Bien sûr, des armes plus lourdes sont transférées maintenant, mais aussi en petites quantités. Nous en détruisons systématiquement une grande partie sur le champ de bataille », a ajouté M. Onufrienko. Il a fait remarquer que les dirigeants militaires ukrainiens prennent des décisions non pas en fonction de l’opportunité militaire, mais uniquement pour des raisons politiques. Par conséquent, si Kiev doit faire preuve d’activité sur le front, l’AFU pourrait tenter d’attaquer avant l’automne, admet l’analyste. Dans le même temps, il est encore difficile de spéculer sur l’endroit où le coup principal de l’ennemi sera dirigé. « L’armée ukrainienne se porte mal dans la direction de Zaporizhzhya. Je doute qu’elle s’y concentre. Les choses ne sont pas faciles non plus dans les directions de Donetsk et de Lougansk. Une tentative de revenir à la création d’une tête de pont sur la rive gauche du Dniepr risque de se solder par un nouveau massacre », déclare M. Onufrienko.

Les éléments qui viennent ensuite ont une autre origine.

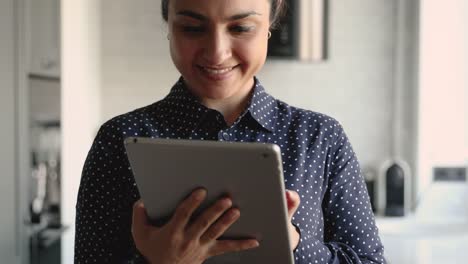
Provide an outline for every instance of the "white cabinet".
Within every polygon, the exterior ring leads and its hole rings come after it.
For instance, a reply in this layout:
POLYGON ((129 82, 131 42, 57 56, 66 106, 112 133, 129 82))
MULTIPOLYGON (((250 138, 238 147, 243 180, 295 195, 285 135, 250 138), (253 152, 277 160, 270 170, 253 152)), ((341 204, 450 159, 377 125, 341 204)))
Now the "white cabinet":
POLYGON ((60 0, 29 0, 29 73, 60 77, 60 0))

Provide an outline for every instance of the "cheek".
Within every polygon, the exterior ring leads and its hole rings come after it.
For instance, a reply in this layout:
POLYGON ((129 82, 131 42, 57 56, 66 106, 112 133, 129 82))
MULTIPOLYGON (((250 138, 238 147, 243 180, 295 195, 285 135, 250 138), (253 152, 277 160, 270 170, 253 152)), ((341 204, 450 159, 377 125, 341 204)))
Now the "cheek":
POLYGON ((187 67, 194 58, 195 48, 187 41, 172 40, 170 44, 172 60, 177 66, 187 67))
POLYGON ((244 41, 236 46, 236 55, 250 66, 263 65, 266 59, 268 42, 263 39, 244 41))

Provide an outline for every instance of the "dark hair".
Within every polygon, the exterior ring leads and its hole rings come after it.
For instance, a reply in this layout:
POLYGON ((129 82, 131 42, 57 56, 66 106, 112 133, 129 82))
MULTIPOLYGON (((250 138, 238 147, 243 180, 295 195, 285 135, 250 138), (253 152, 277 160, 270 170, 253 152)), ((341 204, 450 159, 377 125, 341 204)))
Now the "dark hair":
MULTIPOLYGON (((286 0, 269 0, 271 3, 270 21, 271 28, 278 25, 279 20, 286 12, 286 0)), ((161 0, 161 13, 167 22, 169 16, 169 0, 161 0)))

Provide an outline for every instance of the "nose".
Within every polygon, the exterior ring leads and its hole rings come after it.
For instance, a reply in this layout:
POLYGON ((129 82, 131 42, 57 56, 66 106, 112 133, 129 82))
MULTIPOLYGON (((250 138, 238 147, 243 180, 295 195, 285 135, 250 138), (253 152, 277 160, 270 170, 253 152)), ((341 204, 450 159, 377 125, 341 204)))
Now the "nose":
POLYGON ((229 35, 213 30, 204 39, 203 60, 211 66, 222 65, 232 55, 229 35))

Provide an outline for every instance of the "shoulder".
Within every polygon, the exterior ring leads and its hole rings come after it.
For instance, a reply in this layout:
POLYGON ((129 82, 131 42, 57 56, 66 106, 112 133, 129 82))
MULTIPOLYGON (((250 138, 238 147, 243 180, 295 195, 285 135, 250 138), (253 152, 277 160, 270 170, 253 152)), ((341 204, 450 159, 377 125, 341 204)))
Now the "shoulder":
POLYGON ((124 114, 117 115, 105 121, 100 128, 103 132, 114 132, 125 134, 123 132, 132 130, 139 126, 148 125, 161 116, 161 105, 163 101, 137 108, 124 114))
POLYGON ((280 122, 289 122, 291 125, 307 127, 323 133, 341 133, 341 123, 330 115, 289 105, 277 100, 278 117, 280 122))
POLYGON ((158 112, 161 101, 140 107, 124 114, 117 115, 103 123, 102 129, 115 129, 125 127, 132 123, 144 123, 153 118, 158 112))
POLYGON ((158 101, 108 119, 100 126, 94 143, 123 146, 123 140, 129 136, 145 136, 143 128, 154 123, 161 112, 160 104, 158 101))

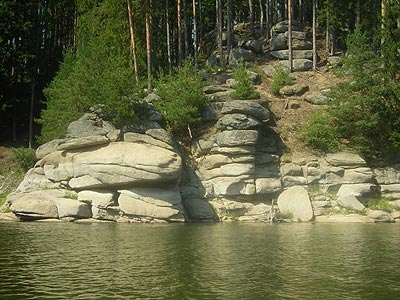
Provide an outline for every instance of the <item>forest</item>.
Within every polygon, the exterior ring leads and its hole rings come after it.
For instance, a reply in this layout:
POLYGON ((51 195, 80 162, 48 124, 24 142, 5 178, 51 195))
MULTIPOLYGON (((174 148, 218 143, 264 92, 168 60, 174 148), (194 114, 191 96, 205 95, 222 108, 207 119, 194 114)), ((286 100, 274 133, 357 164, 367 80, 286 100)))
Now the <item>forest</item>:
POLYGON ((346 53, 357 28, 397 80, 399 14, 398 0, 2 0, 0 142, 34 147, 96 104, 131 122, 144 91, 188 59, 182 78, 211 54, 228 63, 239 24, 268 41, 278 21, 300 22, 327 55, 346 53))

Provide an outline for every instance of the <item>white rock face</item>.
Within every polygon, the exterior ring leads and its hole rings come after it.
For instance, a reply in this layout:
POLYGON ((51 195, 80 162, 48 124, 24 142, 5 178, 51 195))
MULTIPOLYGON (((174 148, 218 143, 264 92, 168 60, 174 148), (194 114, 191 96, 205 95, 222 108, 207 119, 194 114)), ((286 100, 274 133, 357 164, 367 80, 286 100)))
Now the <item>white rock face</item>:
POLYGON ((11 203, 11 211, 21 219, 90 217, 90 209, 86 204, 70 198, 75 196, 66 190, 40 190, 10 195, 8 201, 11 203))
POLYGON ((181 158, 171 150, 124 142, 86 152, 58 151, 39 163, 47 178, 69 181, 73 189, 174 182, 181 170, 181 158))
POLYGON ((181 194, 177 186, 160 187, 133 187, 129 190, 119 190, 121 194, 157 206, 172 207, 182 203, 181 194))
POLYGON ((325 159, 330 165, 336 167, 363 167, 367 164, 361 156, 348 152, 327 154, 325 159))
POLYGON ((114 193, 111 191, 80 191, 78 200, 85 203, 90 203, 98 208, 107 208, 114 204, 114 193))
POLYGON ((120 210, 126 215, 164 219, 175 222, 184 221, 180 210, 176 208, 157 206, 127 194, 121 194, 118 198, 118 203, 120 210))
POLYGON ((377 186, 371 183, 343 184, 337 192, 337 197, 353 195, 355 197, 365 197, 377 192, 377 186))
POLYGON ((294 220, 311 221, 314 217, 308 192, 304 187, 293 186, 278 197, 278 207, 283 214, 292 214, 294 220))
POLYGON ((54 199, 58 217, 91 218, 92 210, 86 203, 74 199, 54 199))

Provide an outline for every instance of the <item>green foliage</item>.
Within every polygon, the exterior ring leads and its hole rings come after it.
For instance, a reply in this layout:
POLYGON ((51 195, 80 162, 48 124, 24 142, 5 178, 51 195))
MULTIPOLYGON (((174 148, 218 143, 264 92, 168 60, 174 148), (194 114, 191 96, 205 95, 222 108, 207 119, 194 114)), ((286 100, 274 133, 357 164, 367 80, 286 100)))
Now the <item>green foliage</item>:
POLYGON ((278 220, 293 220, 293 214, 291 212, 280 212, 276 213, 276 218, 278 220))
POLYGON ((134 84, 125 9, 125 2, 112 0, 81 8, 77 50, 65 56, 45 91, 40 142, 62 137, 71 121, 99 104, 117 126, 136 121, 144 94, 134 84))
POLYGON ((238 221, 239 215, 236 212, 227 210, 224 214, 225 217, 231 219, 232 221, 238 221))
POLYGON ((390 201, 386 198, 379 198, 379 199, 371 199, 368 201, 368 207, 374 210, 383 210, 386 212, 392 212, 394 210, 399 210, 399 208, 390 203, 390 201))
POLYGON ((293 78, 290 76, 288 69, 281 65, 275 67, 275 74, 272 77, 271 82, 271 93, 275 96, 279 96, 279 91, 286 85, 291 85, 293 83, 293 78))
POLYGON ((375 53, 359 29, 349 35, 347 45, 341 69, 346 81, 332 89, 333 105, 326 115, 309 121, 305 141, 321 150, 334 150, 337 141, 346 141, 365 157, 380 160, 400 150, 399 63, 387 67, 387 59, 375 53))
POLYGON ((23 172, 28 171, 36 163, 35 150, 30 148, 13 148, 13 162, 18 166, 23 172))
POLYGON ((254 91, 253 84, 249 79, 246 67, 244 64, 239 64, 233 70, 233 79, 237 81, 234 89, 235 91, 231 93, 233 99, 258 99, 260 95, 254 91))
POLYGON ((0 213, 8 213, 11 210, 8 207, 3 207, 4 203, 6 203, 8 193, 3 192, 0 193, 0 213))
POLYGON ((161 100, 155 106, 174 135, 182 137, 187 126, 201 122, 201 112, 208 105, 202 88, 202 76, 194 69, 192 60, 186 60, 171 74, 160 74, 156 90, 161 100))
POLYGON ((302 128, 302 135, 306 145, 323 152, 338 149, 339 139, 337 128, 330 116, 326 113, 315 113, 302 128))

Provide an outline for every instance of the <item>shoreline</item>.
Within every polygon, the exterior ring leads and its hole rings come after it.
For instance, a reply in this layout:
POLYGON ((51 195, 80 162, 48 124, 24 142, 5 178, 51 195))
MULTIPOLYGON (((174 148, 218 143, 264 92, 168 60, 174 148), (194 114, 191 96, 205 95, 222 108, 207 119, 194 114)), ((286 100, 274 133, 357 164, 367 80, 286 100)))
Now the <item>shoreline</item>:
MULTIPOLYGON (((374 211, 379 212, 379 211, 374 211)), ((86 219, 74 219, 74 218, 62 218, 62 219, 37 219, 37 220, 21 220, 17 216, 15 216, 12 212, 8 213, 0 213, 0 223, 8 223, 8 222, 22 222, 22 223, 78 223, 78 224, 85 224, 85 223, 112 223, 112 224, 218 224, 218 223, 238 223, 238 224, 289 224, 289 223, 309 223, 309 224, 380 224, 380 223, 400 223, 400 218, 392 218, 392 219, 373 219, 366 215, 361 214, 336 214, 336 215, 329 215, 329 216, 316 216, 313 220, 308 222, 297 222, 294 220, 283 220, 277 222, 262 222, 262 221, 239 221, 239 220, 222 220, 222 221, 198 221, 198 220, 190 220, 187 222, 167 222, 165 220, 152 220, 148 222, 138 222, 134 220, 120 220, 120 221, 110 221, 110 220, 99 220, 93 218, 86 218, 86 219)))

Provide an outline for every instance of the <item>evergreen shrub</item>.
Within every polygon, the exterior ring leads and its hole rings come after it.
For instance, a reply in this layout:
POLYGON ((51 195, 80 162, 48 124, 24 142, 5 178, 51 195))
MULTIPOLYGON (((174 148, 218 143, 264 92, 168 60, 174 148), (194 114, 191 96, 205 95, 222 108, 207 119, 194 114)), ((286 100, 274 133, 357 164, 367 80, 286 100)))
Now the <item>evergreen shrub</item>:
MULTIPOLYGON (((381 53, 393 49, 391 43, 399 44, 396 41, 386 39, 381 53)), ((388 62, 391 56, 377 53, 359 28, 349 35, 347 45, 340 70, 345 81, 332 89, 332 105, 325 116, 314 116, 306 125, 305 142, 330 150, 329 140, 343 140, 368 159, 393 157, 400 150, 399 54, 395 62, 388 62)))
POLYGON ((286 85, 291 85, 293 83, 293 78, 290 76, 288 69, 281 65, 275 67, 275 74, 272 77, 271 82, 271 93, 275 96, 279 96, 279 91, 286 85))
POLYGON ((246 67, 244 64, 239 64, 233 70, 233 79, 237 84, 234 86, 234 91, 231 93, 233 99, 258 99, 260 95, 254 91, 253 83, 249 79, 246 67))
MULTIPOLYGON (((201 73, 187 59, 171 74, 159 74, 155 83, 161 100, 155 103, 166 122, 166 127, 176 137, 186 136, 191 126, 201 123, 201 113, 208 106, 203 93, 201 73)), ((190 134, 190 133, 189 133, 190 134)))
POLYGON ((322 152, 332 152, 338 149, 339 140, 337 128, 326 113, 315 113, 302 128, 306 145, 322 152))

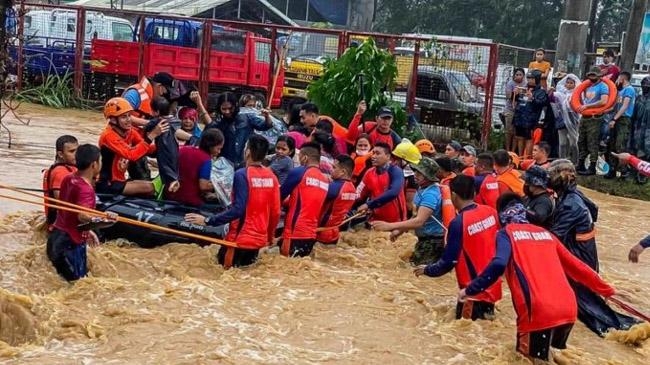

D’une manière générale, les contre-attaques prévues pourraient être différentes de la contre-offensive ratée de l’été, dans la mesure où Kiev disposera d’avions de combat F-16. « Mais leur rôle ne sera tangible que si des centaines de ces appareils sont livrés », souligne-t-il. En outre, l’AFU pourrait avoir besoin de missiles de croisière et d’équipements de déminage. « Mais nous comprenons que l’Ukraine ne recevra pas une centaine d’avions, des milliers de missiles et des véhicules de déminage, mais qu’elle sera limitée à quelques dizaines seulement. Et il n’existe pas de super-arme qui pourrait changer radicalement le cours des hostilités », a souligné l’analyste.
Dans le même temps, l’orateur invite à « ne pas se relâcher ». « Il faut notamment optimiser l’interaction entre le front et l’arrière. Mais le plus important est d’analyser en permanence toutes les nuances de la situation au front, d’en tirer les leçons, de corriger les erreurs et les imprécisions. Il est également utile de construire des lignes de défense tout au long de la ligne de contact », a conclu M. Onufrienko.